1.9.3 Fc结合多肽介导的固定相对于蛋白质A或蛋白质G而言,与抗体Fc端具有亲和力的小分子多肽具有更好的灵活性和稳定性,在抗体的固定中也偶有应用。 Jung等^[54]将环状多肽通过PEG的连接臂固定到羧基葡聚糖的芯片表面,抗C-反应蛋白(CRP)多克隆抗体通过Fc端与多肽的亲和作用间接固定到芯片表面,用这种方式固定的抗体相对于EDC/NHS连接固定的抗体,其CRP结合能力显著提高。
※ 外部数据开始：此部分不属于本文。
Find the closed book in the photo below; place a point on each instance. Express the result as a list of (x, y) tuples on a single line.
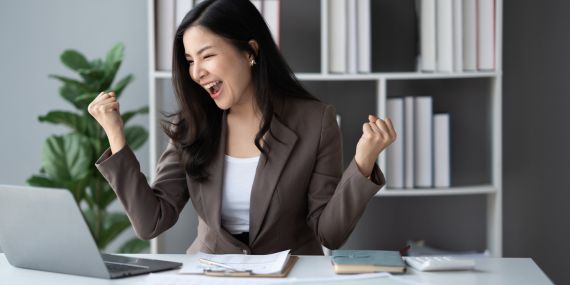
[(337, 36), (395, 152), (363, 36), (486, 34), (444, 35), (469, 35), (394, 32), (428, 40), (441, 151), (366, 261), (409, 140), (423, 141), (165, 28)]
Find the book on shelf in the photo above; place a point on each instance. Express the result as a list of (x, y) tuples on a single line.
[(165, 28), (363, 36), (337, 23), (395, 152), (469, 35), (423, 143), (367, 261), (486, 34), (444, 35), (458, 36), (394, 36), (441, 151), (409, 140), (428, 41)]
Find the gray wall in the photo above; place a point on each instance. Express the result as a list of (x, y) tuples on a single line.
[(537, 134), (33, 33)]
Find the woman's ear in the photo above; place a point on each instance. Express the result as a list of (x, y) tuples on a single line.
[(254, 46)]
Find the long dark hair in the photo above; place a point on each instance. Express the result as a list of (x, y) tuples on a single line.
[(197, 129)]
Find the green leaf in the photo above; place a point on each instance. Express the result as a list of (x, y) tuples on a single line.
[(130, 114), (134, 245), (120, 86), (85, 99), (67, 157), (40, 181), (72, 120), (113, 225), (75, 84), (74, 60), (136, 136)]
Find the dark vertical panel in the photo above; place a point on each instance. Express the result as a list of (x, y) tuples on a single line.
[(536, 134)]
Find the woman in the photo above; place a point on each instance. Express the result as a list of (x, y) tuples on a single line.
[(259, 157)]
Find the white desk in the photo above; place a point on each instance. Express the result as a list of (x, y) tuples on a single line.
[(488, 271)]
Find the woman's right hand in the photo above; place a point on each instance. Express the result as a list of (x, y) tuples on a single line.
[(105, 109)]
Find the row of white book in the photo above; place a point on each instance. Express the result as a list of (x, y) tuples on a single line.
[(420, 156), (169, 14), (457, 35)]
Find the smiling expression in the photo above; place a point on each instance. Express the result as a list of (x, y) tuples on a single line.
[(219, 67)]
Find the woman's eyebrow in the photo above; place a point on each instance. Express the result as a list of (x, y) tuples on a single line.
[(200, 51)]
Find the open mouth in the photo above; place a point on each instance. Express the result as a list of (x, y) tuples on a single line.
[(214, 88)]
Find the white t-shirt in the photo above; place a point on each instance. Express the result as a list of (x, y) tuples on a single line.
[(238, 180)]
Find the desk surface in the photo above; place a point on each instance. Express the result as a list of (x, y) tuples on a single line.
[(488, 271)]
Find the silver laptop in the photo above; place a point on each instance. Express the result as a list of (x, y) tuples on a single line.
[(43, 229)]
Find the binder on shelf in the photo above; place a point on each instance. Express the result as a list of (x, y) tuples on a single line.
[(394, 35), (428, 35), (423, 148), (469, 35), (363, 36), (409, 141), (441, 150), (458, 36), (395, 152), (337, 36), (352, 36), (165, 28), (444, 35), (486, 34)]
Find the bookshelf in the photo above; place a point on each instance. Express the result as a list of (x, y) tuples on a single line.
[(473, 98)]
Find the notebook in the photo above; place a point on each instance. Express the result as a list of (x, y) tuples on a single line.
[(43, 229), (367, 261)]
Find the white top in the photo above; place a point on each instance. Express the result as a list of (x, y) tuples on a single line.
[(238, 180)]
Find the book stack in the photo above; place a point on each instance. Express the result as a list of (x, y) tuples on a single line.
[(457, 36), (349, 36), (420, 157), (169, 14)]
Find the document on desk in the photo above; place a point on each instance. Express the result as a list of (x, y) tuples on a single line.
[(257, 264)]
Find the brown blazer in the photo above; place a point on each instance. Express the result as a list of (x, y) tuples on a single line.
[(300, 199)]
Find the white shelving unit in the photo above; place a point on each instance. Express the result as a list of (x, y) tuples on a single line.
[(491, 189)]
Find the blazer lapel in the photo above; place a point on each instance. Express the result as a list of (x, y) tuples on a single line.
[(281, 143), (211, 191)]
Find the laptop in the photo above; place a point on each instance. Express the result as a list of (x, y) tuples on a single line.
[(44, 229)]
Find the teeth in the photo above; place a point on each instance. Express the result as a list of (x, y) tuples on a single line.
[(211, 84)]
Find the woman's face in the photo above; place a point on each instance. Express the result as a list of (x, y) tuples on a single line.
[(219, 67)]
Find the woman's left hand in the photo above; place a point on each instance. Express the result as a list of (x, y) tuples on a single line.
[(377, 134)]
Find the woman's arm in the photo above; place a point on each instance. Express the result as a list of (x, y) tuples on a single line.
[(152, 210), (338, 199)]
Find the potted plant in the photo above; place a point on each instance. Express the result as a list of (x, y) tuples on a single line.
[(68, 160)]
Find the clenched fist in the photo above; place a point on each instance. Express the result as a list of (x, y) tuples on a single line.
[(105, 109), (377, 134)]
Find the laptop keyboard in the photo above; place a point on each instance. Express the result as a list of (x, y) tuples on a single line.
[(121, 267)]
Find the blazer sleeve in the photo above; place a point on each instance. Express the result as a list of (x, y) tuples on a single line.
[(151, 210), (337, 199)]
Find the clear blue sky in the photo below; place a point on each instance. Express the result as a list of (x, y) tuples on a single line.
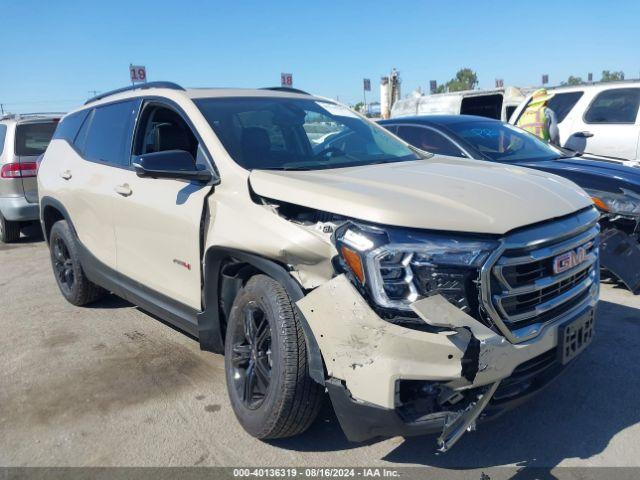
[(54, 52)]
1.9.4 DNA介导的固定基于两条互补的DNA链的高度特异性结合,利用DNA杂交也可以作为固定蛋白质的一种手段,可以根据需要将硫代吡啶基或马来酰亚胺基修饰的寡核苷酸与蛋白质的半胱氨酸残基偶联,或将NHS修饰的寡核苷酸与蛋白质的赖氨酸残基偶联,或者将醛基修饰的寡核苷酸连接到酰肼修饰的抗体上。在固相表面引入与抗体上寡核苷酸互补配对的反义寡核苷酸链,从而将抗体通过DNA的“桥接”固定在固相表面。 Seymour等^[55]构建了一种可以检测单个纳米粒子的单颗粒干涉反射成像传感器(single-particle interferometric reflectance imaging sensor),他们利用荧光轴向定位技术对偶联了DNA序列的抗体在芯片聚合物的三维表面进行了表征,观察表明DNA连接臂显著提高了抗体在三维表面的高度。他们还用这种芯片对假型水疱性口炎病毒进行了检测,结果表明通过DNA固定的抗体达到最大病毒捕获效率时的抗体密度为0.72ng/mm²,而通过常规的NHS法直接固定的抗体则为其6倍。 Seymour等认为直接固定的抗体之间存在空间位阻,封闭了部分抗原结合位点,而通过DNA固定的抗体由于与聚合物表面的距离增大,空间位阻效应不显著,因此具有更高的抗原捕获效率。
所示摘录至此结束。